Motorists, cyclists and pedestrians will be affected by the new rules, which aim to create a “hierarchy” on the travel network.
Here’s everything you need to know before the UK-wide changes comes into force on January 29.
What is the hierarchy?
The new Highway Code “hierarchy of road users” puts “vulnerable” road users at the top.
Pedestrians, in particular children, elderly adults and those with disabilities, are in the first position, followed by cyclists, horse riders and motorcyclists.
Cars, vans and minibuses, larger passenger vehicles and HGVs make up the lower half of the hierarchy.
So what’s new?
In short, the changes will give pedestrians and cyclists priority over drivers at junctions.
Pedestrians previously only had the right of way if they were already crossing a road when a driver approached.
Vehicles will now have to give way when someone is waiting to cross, similar to the rules for a zebra crossing.
Cyclists, meanwhile, will be advised to ride in the middle of the lane to make themselves more visible, and motorists will have to let them pass before turning into a new road.
Why is the code changing?
The UK Government, which is responsible for the Highway Code, says it wants to make the roads safer for cyclists, pedestrians and horse riders.
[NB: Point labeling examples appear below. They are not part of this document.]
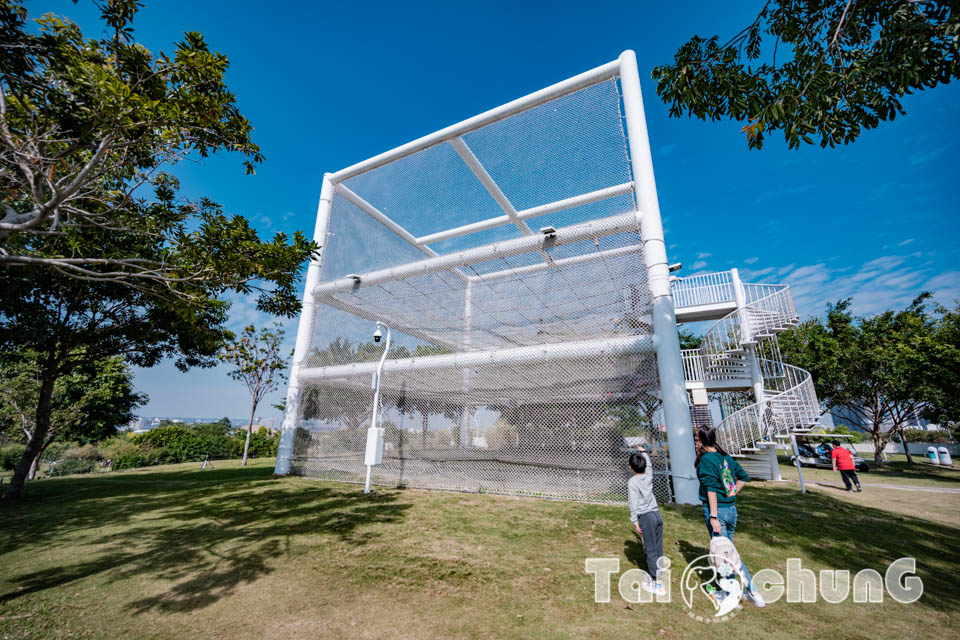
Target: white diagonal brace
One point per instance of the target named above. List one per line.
(383, 219)
(622, 223)
(540, 210)
(562, 262)
(488, 182)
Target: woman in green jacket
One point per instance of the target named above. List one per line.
(721, 479)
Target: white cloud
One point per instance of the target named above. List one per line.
(888, 282)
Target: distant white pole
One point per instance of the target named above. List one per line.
(291, 415)
(676, 410)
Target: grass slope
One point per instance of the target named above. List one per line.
(234, 553)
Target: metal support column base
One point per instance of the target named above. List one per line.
(676, 411)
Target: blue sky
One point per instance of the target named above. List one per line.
(327, 85)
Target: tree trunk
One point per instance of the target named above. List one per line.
(878, 445)
(35, 443)
(35, 465)
(906, 449)
(246, 443)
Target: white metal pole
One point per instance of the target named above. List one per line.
(676, 411)
(375, 410)
(466, 381)
(291, 415)
(599, 74)
(796, 458)
(539, 353)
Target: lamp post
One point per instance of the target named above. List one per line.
(374, 450)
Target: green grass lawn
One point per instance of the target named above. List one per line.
(235, 553)
(894, 472)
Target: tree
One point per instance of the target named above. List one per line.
(87, 405)
(884, 369)
(104, 270)
(824, 69)
(256, 362)
(86, 125)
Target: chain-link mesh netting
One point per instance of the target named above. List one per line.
(524, 372)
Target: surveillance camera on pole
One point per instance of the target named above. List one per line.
(374, 450)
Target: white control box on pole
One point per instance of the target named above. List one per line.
(374, 451)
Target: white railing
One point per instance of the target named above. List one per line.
(789, 398)
(692, 365)
(708, 288)
(793, 408)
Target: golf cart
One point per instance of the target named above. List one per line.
(819, 456)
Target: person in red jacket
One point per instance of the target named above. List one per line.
(843, 462)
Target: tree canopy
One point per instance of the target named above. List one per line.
(256, 360)
(817, 70)
(87, 404)
(88, 131)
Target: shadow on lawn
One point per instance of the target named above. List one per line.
(833, 533)
(219, 539)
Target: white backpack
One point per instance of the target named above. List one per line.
(724, 557)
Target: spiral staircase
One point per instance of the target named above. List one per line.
(740, 356)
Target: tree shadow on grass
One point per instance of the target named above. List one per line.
(218, 541)
(841, 535)
(49, 510)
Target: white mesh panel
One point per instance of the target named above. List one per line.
(559, 426)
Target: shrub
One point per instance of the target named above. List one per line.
(55, 450)
(10, 456)
(84, 452)
(922, 435)
(71, 466)
(118, 446)
(179, 441)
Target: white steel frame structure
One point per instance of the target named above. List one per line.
(556, 331)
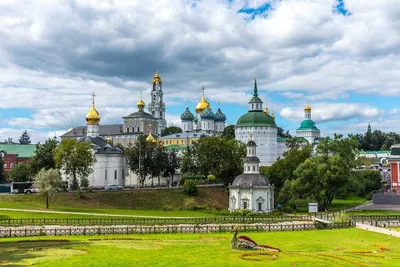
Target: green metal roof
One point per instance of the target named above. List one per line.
(256, 118)
(308, 125)
(23, 151)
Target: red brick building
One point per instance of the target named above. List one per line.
(14, 154)
(394, 160)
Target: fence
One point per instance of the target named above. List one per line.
(140, 229)
(151, 221)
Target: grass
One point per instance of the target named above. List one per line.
(346, 247)
(163, 203)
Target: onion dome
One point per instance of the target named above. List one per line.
(207, 114)
(187, 115)
(93, 117)
(201, 106)
(140, 104)
(150, 138)
(219, 116)
(156, 78)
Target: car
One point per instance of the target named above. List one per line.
(113, 187)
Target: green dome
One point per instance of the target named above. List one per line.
(207, 114)
(308, 125)
(256, 118)
(219, 116)
(187, 115)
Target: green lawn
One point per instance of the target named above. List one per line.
(346, 247)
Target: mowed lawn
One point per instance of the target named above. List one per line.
(345, 247)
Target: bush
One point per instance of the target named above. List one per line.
(190, 188)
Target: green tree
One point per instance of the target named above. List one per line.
(171, 130)
(74, 158)
(219, 156)
(2, 175)
(140, 158)
(46, 181)
(19, 173)
(229, 132)
(25, 139)
(173, 164)
(44, 156)
(283, 169)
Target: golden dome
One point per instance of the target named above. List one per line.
(93, 117)
(202, 104)
(157, 78)
(140, 104)
(150, 138)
A majority of people who responded to a consultation on the changes agreed with them.
Will it cause problems?
Organisations representing cyclists and motorists both fear there could be disruption and other issues on the roads.
They are worried not enough has been done to inform road users about the changes.
“This puts the most vulnerable on our roads at unforgivable risk,” Duncan Dollimore, head of campaigns at Cycling UK, said.
“Now is the time to right the misunderstanding on our roads, not tomorrow when it is too late.”
The AA polled more than 13,000 members and found that just a third (33%) knew the changes were being introduced, with a fifth (20%) believing the plans were simply “false”.
Edmund King, AA president, said: “The government needs to up the ante on getting the message out to drivers about these changes.
“These are fundamental changes to the Highway Code and it is imperative road users understand them ahead of time.
“We had hoped that once the changes were initially announced back in June and finalised in December, there would be a big education push to alert drivers to these plans. This hasn’t happened, although we would still welcome it.”
However, the UK Government defended the publicity campaign to promote the changes.
A transport department spokesperson said: “The proposed upcoming changes to the Highway Code will improve safety for cyclists, pedestrians and horse riders and were announced to national press.
“The department has established a working group of key organisations to ensure that messages about the changes are as widespread as possible and our well-established THINK! campaign will continue to ensure all road users are aware both when these changes come into effect and beyond.”